More Market Advice: How to Use Quarterly Earnings From Amazon and Facebook to Your Advantage
Don’t Bet the Ranch
Though the rising Dow might be a tempting pursuit for hungry investors, Regan warned against concentrating your assets in too few names. The Dow eclipsed 22,000 on August 2, driven by Apple’s 5 percent gain off of its surprisingly strong June quarter earnings.
The temptation would be to ride that horse, but Regan advised caution. “Diversify, diversify, diversify,” she said. “Never bet the family farm on one stock. If you love Apple, buy some shares and look for a good tech fund so you’re well protected.”
One such mutual fund that has stood the test of time is the Columbia Seligman Communications and Information Fund. A lower cost alternative is the Technology Select SPDR Fund (XLK), which owns the tech and telecom stocks in the S&P 500.
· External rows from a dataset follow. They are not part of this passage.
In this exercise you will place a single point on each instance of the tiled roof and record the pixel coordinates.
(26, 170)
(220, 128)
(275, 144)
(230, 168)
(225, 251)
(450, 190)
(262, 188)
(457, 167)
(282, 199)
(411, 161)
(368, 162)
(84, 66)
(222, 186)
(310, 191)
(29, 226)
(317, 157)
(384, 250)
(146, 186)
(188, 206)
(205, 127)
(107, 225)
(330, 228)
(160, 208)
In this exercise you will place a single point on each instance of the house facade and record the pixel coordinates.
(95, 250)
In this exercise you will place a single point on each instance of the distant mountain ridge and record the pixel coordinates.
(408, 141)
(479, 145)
Should We Even Focus on the Dow?
The Dow is the granddaddy of the American stock indices, but can it still compete in 2017? The Dow comprises only 30 names, and according to critics, it’s tilted toward yesteryear businesses and brands. Only 5 of the constituents are tech companies, which is a problem because the tech sector accounts for a great proportion of U.S. economic growth. Three of America’s marquee firms — Amazon, Facebook and Google — aren’t in the Dow.
Another potential flaw in the Dow is that it’s a price-weighted benchmark, which means that the weight of each stock in the index is a function of only its stock price. Theoretically, a $100 stock accounts for 10 times more of the Dow than a $10 one. Under this structure, the largest stock in the index is Boeing (BA). Comparatively, Apple (AAPL) is No. 5, despite it having the world’s largest market cap. Few savvy investors would rank Apple this far down a list of even top companies.
Next Steps for Investors
“Investors should always be cautious,” Regan said. Though we might be in the midst of a market climb, you should wait for stocks to pause before aggressively buying, particularly if you can’t weather a potential short-term storm. According to Regan, the safe investing strategy is to “always maintain a diversified portfolio, understand your own limitations for risk and keep some powder dry.”
Paul Meeks is a financial journalist and equity analyst. His investment advice does not reflect the views of GOBankingRates.